Soube, desde então, que você já carregava o espírito Bossa Nova.
Meu caro Pedrinho,
antes deixe-me pedir desculpas a você.
Já na
ultrassonografia eu confundia o que existia de você.
Quando achava que o
médico mostrava a sua cabeça, eram os braços.
Quando eu achava que
via os braços, enxergava a sua barriga.
Quando, heroicamente
e vencendo as imagens escuras da tela da TV
com minha visão
míope eu acreditava ver a sua barriga olhava,
na verdade, o seu
rosto.
Lembro que o doutor
disse já na primeira consulta da sua existência:
"Ele está
sambando".
Soube, desde então,
que você já carregava o espírito Bossa
Nova.
Bem-vindo.
Você corre um risco tremendo em não
colher manga no pé,
tomar banho de rio e até de ler as
Caçadas de Pedrinho,
do nosso Monteiro Lobato que estão
querendo proibir.
O livro eu guardei, pode ficar
tranquilo.

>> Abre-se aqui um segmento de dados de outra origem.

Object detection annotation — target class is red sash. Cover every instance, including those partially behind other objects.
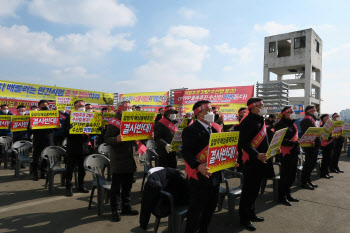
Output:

Não, seu nome não veio daí.
A razão é longa e prometo-lhe contar
um dia.
Ah, Pedrinho, é tanta coisa ruim
acontecendo.
Muita gente de bigodes do mal fazendo
bobagem por aí,
escolhendo os verbos de desamor e
destratando
(ou desidratando) as pessoas.
Há crianças que não conseguem
substantivar suas vidas
por conta destas pessoas que olham
apenas seus próprios umbigos.
É, Pedrinho, as coisas por aqui não
andam nada bem.
Mas não é só de umbigo mau que se
vive a vida.
Já chamei minha patota de amigos para,
quando você chegar,
ver que o mundo vale a pena.
Guardei para você na mochila um disco
de um negro porreta
cujo nome, Pixinguinha, até pode soar
engraçado, mas ele canta
minhas dores de amor tão bem na sua
flauta que certamente você vai gostar.
Outro é Vinicius, um poeta gordinho
com uma lábia incrível com as mulheres.
Não dê risadas quando eu, ao violão,
dedilhar músicas e bossinhas curtinhas
para ninar você, para cheirar o
cheirinho do seu sonho.
Ou, então, dormir em cima dos seus
segredos infantis como se fossem meus.
Não se sinta constrangido se eu
encher você de diminutivos e
apelidos carinhosos. Todo pai é bobo
e carente da infância
que nunca pode aproveitar.
Todo pai gostaria de, por um instante, surrupiar a meninice alheia.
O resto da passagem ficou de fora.